Don't know if you've heard about this, but there's going to be a World Cup in this country next year.
If, like me, you live in or near one of the host cities, you can't help but notice the harbingers. Unfortunately these don't include growing cases of football fever, sudden surges of cosmopolitan feelings, or an increasing interest in foreign cultures. No, the main harbingers are the building sites. Lots of them.
One of the two main thoroughfares that lead from Dortmund city centre to the ground, called the High Street, has been a giant mess for months now. They are trying to make it into a four- or even six-lane avenue or something, I was told by one of the many shop-owners there who have been cut off from the world. Cut off physically, that is, as no customer stands a realistic chance of making it to the store unless he is a parachutist.
Aurally, those owners are still very much connected to the outside world, but thankfully the noise dies down during late afternoon, when the workers go home.

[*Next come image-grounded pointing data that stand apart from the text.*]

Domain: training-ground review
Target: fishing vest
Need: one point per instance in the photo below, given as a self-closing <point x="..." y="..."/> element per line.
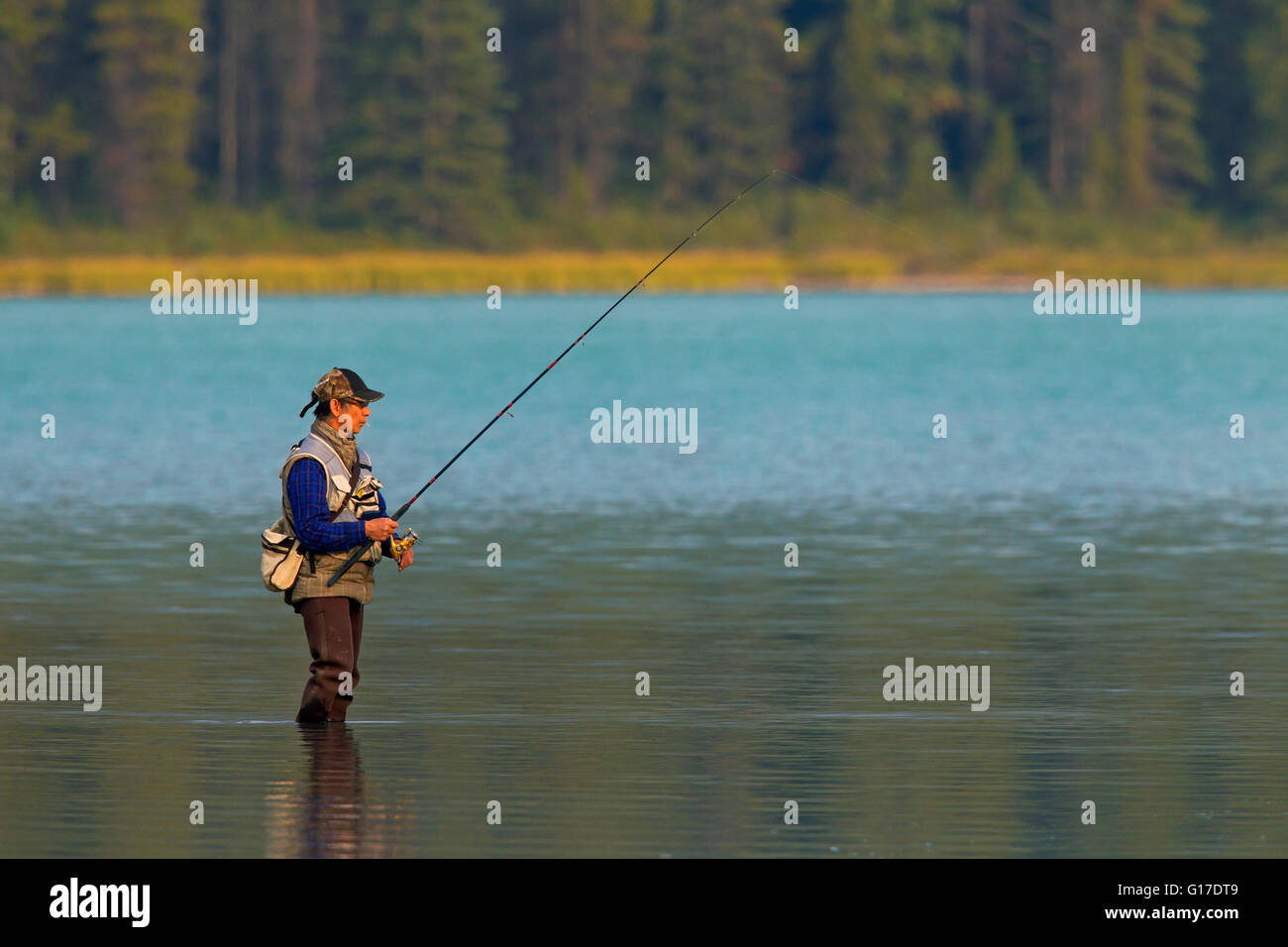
<point x="360" y="581"/>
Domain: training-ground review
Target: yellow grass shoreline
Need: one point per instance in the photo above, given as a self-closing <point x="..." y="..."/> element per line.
<point x="697" y="270"/>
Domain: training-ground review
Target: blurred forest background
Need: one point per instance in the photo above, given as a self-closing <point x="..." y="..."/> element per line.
<point x="235" y="150"/>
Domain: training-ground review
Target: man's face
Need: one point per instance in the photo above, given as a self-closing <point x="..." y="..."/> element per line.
<point x="356" y="411"/>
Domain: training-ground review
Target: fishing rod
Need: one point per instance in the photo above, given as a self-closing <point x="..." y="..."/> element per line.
<point x="361" y="551"/>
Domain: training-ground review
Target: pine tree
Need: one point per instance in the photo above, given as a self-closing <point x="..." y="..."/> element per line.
<point x="150" y="77"/>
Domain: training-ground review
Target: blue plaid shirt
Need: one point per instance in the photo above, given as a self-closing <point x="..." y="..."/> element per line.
<point x="305" y="488"/>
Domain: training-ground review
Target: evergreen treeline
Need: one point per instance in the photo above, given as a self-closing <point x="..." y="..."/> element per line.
<point x="447" y="138"/>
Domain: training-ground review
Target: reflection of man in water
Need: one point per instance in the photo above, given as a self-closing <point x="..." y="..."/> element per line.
<point x="333" y="502"/>
<point x="329" y="817"/>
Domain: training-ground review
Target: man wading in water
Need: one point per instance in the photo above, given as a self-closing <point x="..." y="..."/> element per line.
<point x="333" y="504"/>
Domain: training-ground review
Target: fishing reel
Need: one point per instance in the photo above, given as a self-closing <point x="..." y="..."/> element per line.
<point x="406" y="543"/>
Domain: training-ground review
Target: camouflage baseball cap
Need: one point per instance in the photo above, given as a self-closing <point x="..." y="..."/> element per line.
<point x="344" y="384"/>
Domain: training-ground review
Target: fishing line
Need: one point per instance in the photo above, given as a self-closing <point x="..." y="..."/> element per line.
<point x="398" y="514"/>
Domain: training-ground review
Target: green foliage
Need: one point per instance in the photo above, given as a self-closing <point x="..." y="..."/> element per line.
<point x="455" y="146"/>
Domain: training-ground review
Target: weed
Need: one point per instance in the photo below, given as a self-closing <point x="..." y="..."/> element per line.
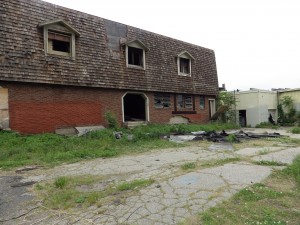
<point x="52" y="149"/>
<point x="264" y="152"/>
<point x="267" y="125"/>
<point x="294" y="170"/>
<point x="220" y="162"/>
<point x="295" y="130"/>
<point x="232" y="138"/>
<point x="187" y="166"/>
<point x="60" y="182"/>
<point x="112" y="121"/>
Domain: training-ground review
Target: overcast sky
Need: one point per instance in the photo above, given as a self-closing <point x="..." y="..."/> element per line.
<point x="256" y="42"/>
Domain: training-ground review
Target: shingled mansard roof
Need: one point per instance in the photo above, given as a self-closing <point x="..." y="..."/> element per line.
<point x="100" y="59"/>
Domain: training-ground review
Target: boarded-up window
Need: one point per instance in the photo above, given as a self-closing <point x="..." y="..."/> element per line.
<point x="162" y="101"/>
<point x="184" y="102"/>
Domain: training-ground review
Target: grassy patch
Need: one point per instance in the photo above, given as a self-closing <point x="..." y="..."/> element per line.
<point x="50" y="149"/>
<point x="295" y="130"/>
<point x="188" y="166"/>
<point x="220" y="162"/>
<point x="63" y="192"/>
<point x="275" y="201"/>
<point x="267" y="125"/>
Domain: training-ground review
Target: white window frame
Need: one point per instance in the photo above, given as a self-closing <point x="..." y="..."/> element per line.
<point x="62" y="28"/>
<point x="140" y="45"/>
<point x="185" y="55"/>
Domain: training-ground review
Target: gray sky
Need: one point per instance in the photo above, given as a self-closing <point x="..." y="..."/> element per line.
<point x="257" y="42"/>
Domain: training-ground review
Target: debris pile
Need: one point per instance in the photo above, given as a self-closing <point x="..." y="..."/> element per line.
<point x="222" y="136"/>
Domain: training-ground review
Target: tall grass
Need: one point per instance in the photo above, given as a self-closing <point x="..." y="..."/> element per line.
<point x="51" y="149"/>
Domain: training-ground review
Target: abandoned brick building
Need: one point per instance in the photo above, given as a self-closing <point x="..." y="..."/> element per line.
<point x="60" y="68"/>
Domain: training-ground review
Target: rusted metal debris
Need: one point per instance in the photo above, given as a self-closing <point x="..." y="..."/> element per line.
<point x="222" y="136"/>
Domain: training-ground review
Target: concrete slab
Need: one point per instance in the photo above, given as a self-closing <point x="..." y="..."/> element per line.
<point x="257" y="151"/>
<point x="285" y="156"/>
<point x="224" y="146"/>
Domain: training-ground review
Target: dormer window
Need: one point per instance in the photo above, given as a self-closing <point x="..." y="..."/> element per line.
<point x="136" y="54"/>
<point x="59" y="38"/>
<point x="59" y="44"/>
<point x="184" y="63"/>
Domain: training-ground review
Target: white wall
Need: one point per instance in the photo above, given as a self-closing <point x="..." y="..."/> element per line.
<point x="258" y="105"/>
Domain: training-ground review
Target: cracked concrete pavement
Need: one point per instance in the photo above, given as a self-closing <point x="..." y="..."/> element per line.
<point x="174" y="196"/>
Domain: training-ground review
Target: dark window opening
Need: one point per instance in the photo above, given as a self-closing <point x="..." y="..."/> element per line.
<point x="184" y="102"/>
<point x="202" y="102"/>
<point x="134" y="107"/>
<point x="243" y="118"/>
<point x="60" y="46"/>
<point x="162" y="101"/>
<point x="135" y="56"/>
<point x="59" y="42"/>
<point x="184" y="65"/>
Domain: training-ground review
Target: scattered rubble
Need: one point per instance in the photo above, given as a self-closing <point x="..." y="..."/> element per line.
<point x="223" y="136"/>
<point x="77" y="131"/>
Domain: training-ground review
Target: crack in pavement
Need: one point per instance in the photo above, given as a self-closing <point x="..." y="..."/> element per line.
<point x="174" y="195"/>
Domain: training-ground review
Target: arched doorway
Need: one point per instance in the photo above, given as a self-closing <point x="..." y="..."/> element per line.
<point x="135" y="107"/>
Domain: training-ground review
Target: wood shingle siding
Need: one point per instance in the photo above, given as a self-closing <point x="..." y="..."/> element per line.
<point x="99" y="61"/>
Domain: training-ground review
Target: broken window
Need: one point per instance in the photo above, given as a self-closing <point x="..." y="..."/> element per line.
<point x="202" y="102"/>
<point x="162" y="101"/>
<point x="59" y="44"/>
<point x="135" y="56"/>
<point x="184" y="102"/>
<point x="59" y="38"/>
<point x="184" y="66"/>
<point x="184" y="63"/>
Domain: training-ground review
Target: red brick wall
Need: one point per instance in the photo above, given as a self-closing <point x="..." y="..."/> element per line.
<point x="164" y="115"/>
<point x="39" y="108"/>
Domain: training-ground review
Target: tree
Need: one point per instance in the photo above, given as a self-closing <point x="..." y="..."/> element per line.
<point x="286" y="111"/>
<point x="227" y="101"/>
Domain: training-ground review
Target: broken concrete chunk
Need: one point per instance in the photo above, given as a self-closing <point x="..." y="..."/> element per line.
<point x="84" y="130"/>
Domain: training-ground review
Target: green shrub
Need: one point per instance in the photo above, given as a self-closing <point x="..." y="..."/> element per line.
<point x="266" y="125"/>
<point x="232" y="138"/>
<point x="111" y="119"/>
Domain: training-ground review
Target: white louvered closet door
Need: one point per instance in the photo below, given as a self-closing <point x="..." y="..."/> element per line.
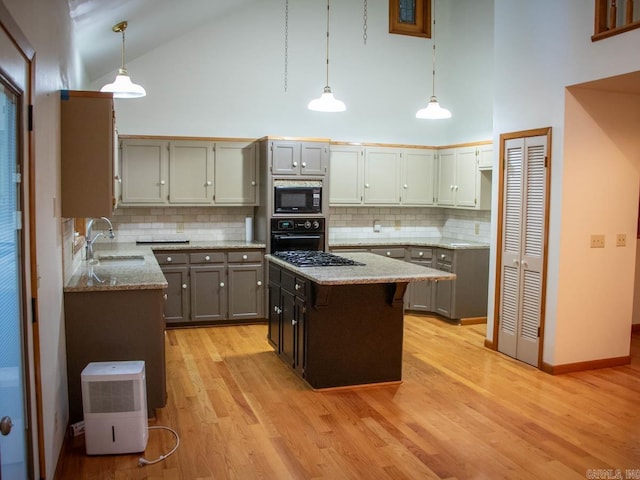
<point x="523" y="247"/>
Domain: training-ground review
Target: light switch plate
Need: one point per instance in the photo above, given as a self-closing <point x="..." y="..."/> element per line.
<point x="597" y="241"/>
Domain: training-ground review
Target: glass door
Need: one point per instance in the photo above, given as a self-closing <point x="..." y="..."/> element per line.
<point x="13" y="415"/>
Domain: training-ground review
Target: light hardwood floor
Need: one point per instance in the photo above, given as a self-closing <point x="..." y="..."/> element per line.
<point x="462" y="411"/>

That's not the case around the main crossroads down at Hamburg Street. You have to know the city pretty well to avoid this intersection when trying to reach downtown Dortmund coming from the east, and most drivers either don't have this knowledge or are beyond the point of caring, so that place looks like an Italian roundabout during the day. Only this is Germany, and this isn't supposed to be a roundabout.
They are meant to build a new subway station there, but I can't corroborate this theory, as you hardly see any workers - until the sun sets. (Maybe they have enlisted the help of vampires to circumvent union rules.) Then, abruptly, the hammering and drilling starts and sparks flying from welding torches illuminate the place.
If there's somebody who owns a store at High Street and lives down Hamburg Street, he's surely a dangerously neurotic psychopath by now.
These are the two building sites I know best because before I got wiser I once or twice got stuck in traffic jams there trying to get to our favourite pool parlour. I then found a new route, and everything was fine - until the day in December when three new building sites sprang up, two of which made it nearly impossible for me to even leave the cozy suburb we're living in.
The third, of course, blocked my new route to the pool parlour.
But I'm not bitching. Or rather, I would have been bitching if we wouldn't have at long last gotten the first manifest proof the World Cup will come to town that doesn't involve excavators, bulldozers, tarring machines and a six-pack of beer at eight o'clock in the morning. I am talking about the Football Globe.
The Football Globe was the brainchild of the artist André Heller, who helped Franz Beckenbauer win the World Cup bid by presenting both the Kaiser and his country in a self-ironic, slighty tongue-in-cheek way that seems to have taken those pople by surprise who considered Germans dour and humour-free. (Heller is Austrian.)
|“||The main room itself is primarily loud and a bit confusing for people rapidly approaching middle age, but I guess we aren't the target audience. ”|
Considering it costs you two Euros to get inside, you have to say there must have been better ways to symbolise the fascination of football. There are a few artefacts on the first landing, such as an official match ball from the 1954 World Cup, and two adidas Predator boots (one from Zinedine Zidane, one from the inevitable David Beckham).
The main room itself is primarily loud and a bit confusing for people rapidly approaching middle age, but I guess we aren't the target audience.
The target audience must be kids who don't want to look at boring old pictures or whatever it is I thought would be inside this Globe. Instead it's full of interactive computer gimmicks that range from the inane to the halfway interesting.
The only thing I really tried out was watching reruns of controversial scenes from past World Cups and then judging whether I had just seen a dive or a genuine foul. Bizarrely, I got it right every time - or rather, I correctly predicted the ref's call, which of course isn't the same thing.
A bunch of schoolkids much preferred shooting a virtual ball (as in 'there really was no ball, you just kicked at a speck of light') past a keeper from outer space on a video screen.
Sometimes the kids scored, sometimes the goalie saved with one of his many arms or simply gobbled the ball up. The children could also, on another screen, help this goalie's team-mates back into a match by touching certain parts of their, uh, unusual bodies where they had been injured. (No, the kids couldn't figure that out, either, which is why nobody helped the poor creatures.)
Maybe I should point out that this, well, exhibition isn't the true point of the Globe.
It closes at 6pm for some reshuffling and rebuilding, because - on most evenings - it will open again at 8.30pm for special events. I bought tickets for a Tim Parks reading on April 14, and there will also be a showcase of the best 'Tipp Kick' players (the German variant of 'Subbuteo'), a debate featuring Bayer Leverkusen's Argentinian Diego Placente on the 'integration of foreign players', a few concerts and theatre shows, or a music-psychologist elaborating on the origins and meanings of fans' chants.
On March 15, a grand master of illusion will present conjuring tricks, some of which seem to involve footballs - others not. He will let 'bonds disappear and money bills rain down' says the programme.
Gosh, this is the man Dortmund's football club definitely needs - though most people living here would praise him more if he could also make building sites disappear.